2. Dies kann nur geschehen, wenn die kleineren Parteien, soweit sie wie die Deutsche Partei über besonders ausgeprägte regionale Schwerpunkte mit politischem Eigengewicht verfügen und durch ihre staatspolitische Mitarbeit ihre Existenzberechtigung erwiesen haben, nicht in ihrer weiteren selbständigen Entwicklung durch eine Sperrklausel gehindert werden, die sie nötigen könnte, Wahlabsprachen mit größeren Parteien vornehmen zu müssen und dadurch ihre Entscheidungsfreiheit und Unabhängigkeit etwa zu gefährden.

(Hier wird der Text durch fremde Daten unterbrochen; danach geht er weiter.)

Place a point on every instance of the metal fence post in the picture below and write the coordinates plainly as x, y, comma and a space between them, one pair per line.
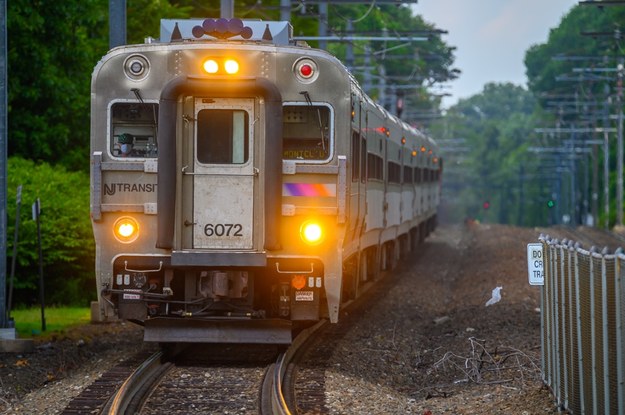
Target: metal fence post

3. Der Antrag der Deutschen Partei und des Blocks, bei der Verteilung der Sitze auf Landeslisten alle Parteien zu berücksichtigen, die mindestens in zwei Bundesländern je 5 % der gültigen Zweitstimmen erhalten oder in mindestens drei Wahlkreisen ein Direktmandat errungen haben, würde den kleinen Parteien die Selbständigkeit ihrer politischen Vertretung sichern, zugleich aber eine unvertretbare Parteienzersplitterung unmöglich machen. Die Behauptung, durch den Antrag des BHE und der DP würde den Splittergruppen Tür und Tor in den Bundestag geöffnet werden, muß als eine
— verzeihen Sie, ich zitiere das harte Wortunfreundliche Unterstellung bezeichnet werden. Die vom BHE und der DP vorgeschlagene Wahlgesetzänderung sollte auch von den beiden großen Parteien, der Sozialdemokratischen Partei und insbesondere der Christlich-Demokratischen Union, unterstützt werden, da sie daran interessiert sein müssen, in jedem Fall echte Koalitionspartner mit eigener politischer Linie und keine Satellitenparteien zu gewinnen.
Ich beantrage, den Antrag der beiden Fraktionen an den Wahlrechtsausschuß zu überweisen.